Slick, snappy signatures. That’s the mood at Dolce & Gabbana, where Domenico Dolce and Stefano Gabbana worked up a vast collection rooted in the feminine-masculine dichotomy they love. On the girly side, their corset dressing takes an appealing ladylike turn in pristine whites with a whiff of Sicilian retro, while spots go glam in a leopard pattern and madcap in mixed prints. The guy side comes out in street-smart jackets and jeans worn with rock ‘n’ roll attitude.
“It’s for the city, but a little bit country,” Nina Ricci’s Olivier Theyskens said during a showroom presentation on Monday. “Is it like those people you have here, the Mormons?” Told he more likely meant the Amish, he shrugged in agreement, but these clothes are hardly homespun.

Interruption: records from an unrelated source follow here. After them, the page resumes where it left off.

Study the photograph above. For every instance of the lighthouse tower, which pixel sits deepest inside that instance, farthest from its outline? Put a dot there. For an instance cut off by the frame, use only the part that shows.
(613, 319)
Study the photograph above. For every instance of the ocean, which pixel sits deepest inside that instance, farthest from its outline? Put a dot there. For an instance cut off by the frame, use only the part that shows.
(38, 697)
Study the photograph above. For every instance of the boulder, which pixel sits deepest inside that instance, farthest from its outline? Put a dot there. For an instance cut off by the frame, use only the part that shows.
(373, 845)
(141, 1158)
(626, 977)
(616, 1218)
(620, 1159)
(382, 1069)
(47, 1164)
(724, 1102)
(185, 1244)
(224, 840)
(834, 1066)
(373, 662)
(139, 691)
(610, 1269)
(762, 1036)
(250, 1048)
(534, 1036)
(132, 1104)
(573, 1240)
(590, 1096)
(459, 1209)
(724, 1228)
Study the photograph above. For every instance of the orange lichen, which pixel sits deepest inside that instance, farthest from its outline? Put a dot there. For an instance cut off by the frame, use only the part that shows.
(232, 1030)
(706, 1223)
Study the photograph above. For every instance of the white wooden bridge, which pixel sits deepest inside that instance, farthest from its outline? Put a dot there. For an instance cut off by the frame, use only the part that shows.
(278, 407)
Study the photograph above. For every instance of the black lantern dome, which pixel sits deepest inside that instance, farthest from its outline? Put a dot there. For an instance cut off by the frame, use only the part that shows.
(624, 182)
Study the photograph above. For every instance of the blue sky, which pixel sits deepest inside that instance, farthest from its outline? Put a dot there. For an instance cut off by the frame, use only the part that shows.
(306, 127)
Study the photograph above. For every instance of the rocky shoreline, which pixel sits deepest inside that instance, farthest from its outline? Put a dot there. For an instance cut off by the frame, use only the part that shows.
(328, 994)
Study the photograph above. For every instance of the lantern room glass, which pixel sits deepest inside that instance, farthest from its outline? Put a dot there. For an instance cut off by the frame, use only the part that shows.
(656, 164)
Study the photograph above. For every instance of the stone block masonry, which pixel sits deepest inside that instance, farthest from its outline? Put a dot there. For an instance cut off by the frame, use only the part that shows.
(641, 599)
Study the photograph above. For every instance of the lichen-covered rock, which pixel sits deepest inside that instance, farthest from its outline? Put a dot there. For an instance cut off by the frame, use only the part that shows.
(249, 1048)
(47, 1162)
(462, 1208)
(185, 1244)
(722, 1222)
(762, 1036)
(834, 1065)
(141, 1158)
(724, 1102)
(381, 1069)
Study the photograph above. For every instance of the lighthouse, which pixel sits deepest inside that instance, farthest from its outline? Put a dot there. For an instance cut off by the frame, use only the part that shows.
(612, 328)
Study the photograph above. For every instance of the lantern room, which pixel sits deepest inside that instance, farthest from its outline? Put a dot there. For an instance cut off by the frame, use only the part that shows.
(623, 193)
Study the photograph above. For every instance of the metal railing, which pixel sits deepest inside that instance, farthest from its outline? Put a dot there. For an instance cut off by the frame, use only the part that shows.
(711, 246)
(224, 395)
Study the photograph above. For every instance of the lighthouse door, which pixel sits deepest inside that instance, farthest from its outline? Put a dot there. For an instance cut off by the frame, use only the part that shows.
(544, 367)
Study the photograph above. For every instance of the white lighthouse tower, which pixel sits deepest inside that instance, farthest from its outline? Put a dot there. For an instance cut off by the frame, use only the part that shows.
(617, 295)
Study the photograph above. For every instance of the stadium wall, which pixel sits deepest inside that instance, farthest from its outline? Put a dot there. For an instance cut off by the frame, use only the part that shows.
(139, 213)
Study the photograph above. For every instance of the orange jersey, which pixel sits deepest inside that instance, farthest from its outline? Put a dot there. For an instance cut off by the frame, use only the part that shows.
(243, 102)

Rather, they’re ultrachic in the gentlest way — nonchalant separates in mixed textures and pale tones; dresses that fall loosely in random pleats and layers, as well as a shapely bustier dress-and-blazer combo. And oh, yes, you know resort has really arrived when a designer uses it to launch a major accessory: Check out the boots.
Georgina Chapman has been musing about treating her mom to a cruise down the Nile on the Oberoi Zahra. “I was becoming obsessed about it,” she said on Monday. And since there’s no better way to work through such an obsession than fashion, it’s not surprising that her Marchesa collection is all about the Egyptian goddess, often in lovely white dresses spiffed up with gold. As for the trip itself, her mother might not want to pack just yet. With a Cleopatra-worthy cruise lineup now under her belt, Chapman is “kind of over” the real cruise idea, she says. Sort of the way many of us feel five weeks into resort.